There are 12 people on an island and one is heavier than the others. You have to figure out which Islander is the heaviest using a seesaw. But you can only use the seesaw 3 times. How do you figure out which one is heavier?

Divide them into 3 groups of 4 people.

Put any two groups on each side of the see-saw. (First Use)

Condition 1

If the see-saw balances, we are sure that the oddly weighted one is in the other group of 4.

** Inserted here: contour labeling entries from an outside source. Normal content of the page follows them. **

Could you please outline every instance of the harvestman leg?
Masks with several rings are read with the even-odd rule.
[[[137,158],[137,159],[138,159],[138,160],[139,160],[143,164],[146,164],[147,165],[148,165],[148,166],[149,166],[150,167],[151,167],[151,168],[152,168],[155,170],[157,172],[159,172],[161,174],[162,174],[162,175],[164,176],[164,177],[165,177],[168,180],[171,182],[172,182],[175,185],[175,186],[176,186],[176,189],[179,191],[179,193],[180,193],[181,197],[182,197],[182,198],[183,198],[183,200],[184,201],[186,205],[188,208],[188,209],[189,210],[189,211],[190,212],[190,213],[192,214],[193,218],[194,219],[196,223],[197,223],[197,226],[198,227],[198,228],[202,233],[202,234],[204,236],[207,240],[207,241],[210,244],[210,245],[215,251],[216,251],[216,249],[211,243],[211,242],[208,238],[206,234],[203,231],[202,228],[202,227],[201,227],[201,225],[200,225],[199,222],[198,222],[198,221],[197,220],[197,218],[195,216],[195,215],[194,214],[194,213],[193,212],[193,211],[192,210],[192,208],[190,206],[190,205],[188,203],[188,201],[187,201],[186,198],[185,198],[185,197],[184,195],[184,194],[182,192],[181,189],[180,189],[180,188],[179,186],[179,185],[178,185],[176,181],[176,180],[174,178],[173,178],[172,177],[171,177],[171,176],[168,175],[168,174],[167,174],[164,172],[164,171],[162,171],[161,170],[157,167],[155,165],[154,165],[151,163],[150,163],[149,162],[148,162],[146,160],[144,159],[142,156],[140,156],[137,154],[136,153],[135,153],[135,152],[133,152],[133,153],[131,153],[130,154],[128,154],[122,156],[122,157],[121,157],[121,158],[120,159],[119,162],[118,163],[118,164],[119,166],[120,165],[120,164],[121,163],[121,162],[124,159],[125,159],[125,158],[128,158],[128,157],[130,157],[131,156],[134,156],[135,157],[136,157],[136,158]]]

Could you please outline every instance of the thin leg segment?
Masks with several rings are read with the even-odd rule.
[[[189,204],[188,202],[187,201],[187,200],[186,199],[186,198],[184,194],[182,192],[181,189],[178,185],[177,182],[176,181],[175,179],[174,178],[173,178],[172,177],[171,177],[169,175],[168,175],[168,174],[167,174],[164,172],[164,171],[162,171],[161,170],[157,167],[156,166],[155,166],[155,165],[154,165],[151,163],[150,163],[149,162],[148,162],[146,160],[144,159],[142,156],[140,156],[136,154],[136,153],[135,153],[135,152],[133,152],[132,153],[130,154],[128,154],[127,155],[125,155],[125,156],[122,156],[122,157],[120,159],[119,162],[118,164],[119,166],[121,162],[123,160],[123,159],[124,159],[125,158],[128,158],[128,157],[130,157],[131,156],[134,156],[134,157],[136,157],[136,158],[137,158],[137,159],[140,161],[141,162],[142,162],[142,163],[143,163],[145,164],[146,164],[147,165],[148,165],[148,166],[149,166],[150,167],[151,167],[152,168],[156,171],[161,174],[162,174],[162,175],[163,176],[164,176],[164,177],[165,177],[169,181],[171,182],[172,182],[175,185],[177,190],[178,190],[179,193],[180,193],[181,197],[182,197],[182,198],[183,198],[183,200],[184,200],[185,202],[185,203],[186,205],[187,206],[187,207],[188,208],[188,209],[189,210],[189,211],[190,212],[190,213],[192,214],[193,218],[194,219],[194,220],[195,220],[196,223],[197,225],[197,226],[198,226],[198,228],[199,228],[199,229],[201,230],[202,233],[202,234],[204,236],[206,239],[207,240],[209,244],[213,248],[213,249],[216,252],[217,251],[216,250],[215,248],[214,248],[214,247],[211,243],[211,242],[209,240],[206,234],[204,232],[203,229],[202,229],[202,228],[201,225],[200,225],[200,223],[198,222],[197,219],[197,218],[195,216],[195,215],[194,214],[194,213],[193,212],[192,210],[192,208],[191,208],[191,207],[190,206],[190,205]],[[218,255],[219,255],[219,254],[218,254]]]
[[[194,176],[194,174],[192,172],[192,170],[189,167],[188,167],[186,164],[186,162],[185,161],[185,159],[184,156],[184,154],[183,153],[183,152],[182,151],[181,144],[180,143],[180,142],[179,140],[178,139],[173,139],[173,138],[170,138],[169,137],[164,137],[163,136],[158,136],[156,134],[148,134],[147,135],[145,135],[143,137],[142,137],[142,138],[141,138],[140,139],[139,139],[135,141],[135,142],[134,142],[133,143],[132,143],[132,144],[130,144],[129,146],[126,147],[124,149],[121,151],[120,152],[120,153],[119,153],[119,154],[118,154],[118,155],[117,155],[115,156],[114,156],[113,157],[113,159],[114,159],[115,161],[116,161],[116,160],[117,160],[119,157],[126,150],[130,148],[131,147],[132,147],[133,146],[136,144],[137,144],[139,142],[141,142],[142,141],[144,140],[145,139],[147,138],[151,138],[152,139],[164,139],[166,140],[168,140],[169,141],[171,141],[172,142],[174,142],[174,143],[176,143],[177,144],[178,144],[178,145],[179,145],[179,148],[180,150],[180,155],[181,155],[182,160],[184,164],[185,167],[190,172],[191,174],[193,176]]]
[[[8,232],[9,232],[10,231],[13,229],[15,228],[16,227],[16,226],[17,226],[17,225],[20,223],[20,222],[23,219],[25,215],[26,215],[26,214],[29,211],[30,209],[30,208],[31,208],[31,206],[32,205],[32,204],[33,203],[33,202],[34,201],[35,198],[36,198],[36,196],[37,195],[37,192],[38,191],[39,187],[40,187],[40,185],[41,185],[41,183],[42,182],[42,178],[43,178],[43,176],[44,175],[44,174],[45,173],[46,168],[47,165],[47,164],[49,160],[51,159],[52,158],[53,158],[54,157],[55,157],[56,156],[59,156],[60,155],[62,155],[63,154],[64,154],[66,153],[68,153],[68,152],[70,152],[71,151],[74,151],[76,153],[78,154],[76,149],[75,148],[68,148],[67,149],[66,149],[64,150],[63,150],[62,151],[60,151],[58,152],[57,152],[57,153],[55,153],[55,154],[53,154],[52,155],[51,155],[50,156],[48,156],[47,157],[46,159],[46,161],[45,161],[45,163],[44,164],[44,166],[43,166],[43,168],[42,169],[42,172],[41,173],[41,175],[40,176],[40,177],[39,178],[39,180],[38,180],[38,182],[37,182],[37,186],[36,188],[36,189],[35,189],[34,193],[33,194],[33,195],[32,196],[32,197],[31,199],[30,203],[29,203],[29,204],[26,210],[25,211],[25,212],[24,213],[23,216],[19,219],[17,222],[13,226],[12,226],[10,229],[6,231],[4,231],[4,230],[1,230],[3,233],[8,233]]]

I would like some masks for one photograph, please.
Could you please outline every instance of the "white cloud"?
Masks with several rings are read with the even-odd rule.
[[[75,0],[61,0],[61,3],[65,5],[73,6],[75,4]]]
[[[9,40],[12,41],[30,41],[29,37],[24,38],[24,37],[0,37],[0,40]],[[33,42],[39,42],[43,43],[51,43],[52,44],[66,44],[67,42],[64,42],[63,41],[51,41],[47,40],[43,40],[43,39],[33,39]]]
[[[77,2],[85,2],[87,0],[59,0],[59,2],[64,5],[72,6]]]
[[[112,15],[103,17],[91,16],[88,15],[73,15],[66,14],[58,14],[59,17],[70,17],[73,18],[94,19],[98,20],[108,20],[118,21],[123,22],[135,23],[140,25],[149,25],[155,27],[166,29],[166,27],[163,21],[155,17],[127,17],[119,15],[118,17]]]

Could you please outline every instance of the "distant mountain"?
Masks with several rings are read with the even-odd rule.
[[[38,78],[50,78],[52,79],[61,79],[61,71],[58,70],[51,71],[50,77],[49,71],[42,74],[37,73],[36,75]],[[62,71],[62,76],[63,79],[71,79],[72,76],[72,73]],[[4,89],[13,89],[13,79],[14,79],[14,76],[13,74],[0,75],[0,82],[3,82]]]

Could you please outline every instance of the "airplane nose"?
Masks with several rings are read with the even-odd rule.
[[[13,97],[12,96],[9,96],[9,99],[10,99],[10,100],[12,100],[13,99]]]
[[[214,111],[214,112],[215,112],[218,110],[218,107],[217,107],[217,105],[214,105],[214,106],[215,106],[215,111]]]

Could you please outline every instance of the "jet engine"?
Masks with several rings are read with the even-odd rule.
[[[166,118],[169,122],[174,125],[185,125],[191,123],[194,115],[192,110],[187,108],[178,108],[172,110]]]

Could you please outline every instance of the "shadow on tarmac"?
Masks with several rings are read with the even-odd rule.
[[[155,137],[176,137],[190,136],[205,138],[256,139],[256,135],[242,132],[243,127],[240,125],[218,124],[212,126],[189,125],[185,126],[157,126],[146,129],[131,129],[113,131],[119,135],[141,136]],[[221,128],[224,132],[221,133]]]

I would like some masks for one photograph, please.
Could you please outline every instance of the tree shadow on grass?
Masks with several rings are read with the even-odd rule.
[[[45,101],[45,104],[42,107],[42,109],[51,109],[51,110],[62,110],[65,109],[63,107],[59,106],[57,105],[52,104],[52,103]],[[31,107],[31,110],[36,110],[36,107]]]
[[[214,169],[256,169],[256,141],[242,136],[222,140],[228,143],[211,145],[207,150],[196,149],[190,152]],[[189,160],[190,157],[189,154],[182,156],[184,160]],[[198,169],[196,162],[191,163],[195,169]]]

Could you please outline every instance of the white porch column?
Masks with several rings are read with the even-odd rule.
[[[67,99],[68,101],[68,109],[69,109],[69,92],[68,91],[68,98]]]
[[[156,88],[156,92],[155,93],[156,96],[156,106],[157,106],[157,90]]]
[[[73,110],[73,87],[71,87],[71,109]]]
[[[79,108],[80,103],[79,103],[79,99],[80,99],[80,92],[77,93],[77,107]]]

In that case, take two people from that group and place them on one end of the seesaw and two of the balanced eight on the other. (Second Use)

Condition 1.1

If the seesaw balances, remove all but one from the seesaw and put one of the remaining two opposite them. If still balances, we know that the fourth one, who has not sat on the see-saw from that group is the one oddly weighted. (Third Use)

Condition 1.2

If the seesaw is not balanced, remove one from each end. If the seesaw is balanced, the one of the unknown four just removed was the oddly weighted one. Otherwise, the one who stayed is the oddly weighted one. (Third Use)

Condition 2

If the two groups of 4 don’t balance remember which side was lighter, have three get off one end, and the remaining person swap places with one of the other four. Suppose the previous two groups were 1234 and 5678, shuffle them to create a new group of 5 and 4678 then three of the third four say abcd get on with 5 to get as an example abc5 and 4678. (Second Use)

Condition 2.1.1

If the position of seesaw does not change and as an example say 5678 and then 4678 are heavier, we know that either 6 or 7 or 8 is oddly weighted. Now put 7 on one end and 8 on the other. If one is heavier they are the odd one otherwise it is 6. (Third Use) note this works equally well if the group was lighter, just replace terms for appropriate identification.

Condition 2.1.2

If the seesaw reverses, ether 4 or 5 is the oddly weighted one. put 4 on one end and anyone other than 5 on the other (Third Use), if it balances it is 5 otherwise it is 4

Condition 2.1.3

If the seesaw balances we know that either 1 or 2 or 3 is oddly weighted. Say as example 1234 were lighter. Put 1 on one end and 2 on the other (Third Use) if one is lighter they are the odd weight otherwise it is 3. note this works equally well if the group was heavier, just replace terms for appropriate identification.

Done – easy peasy. Right?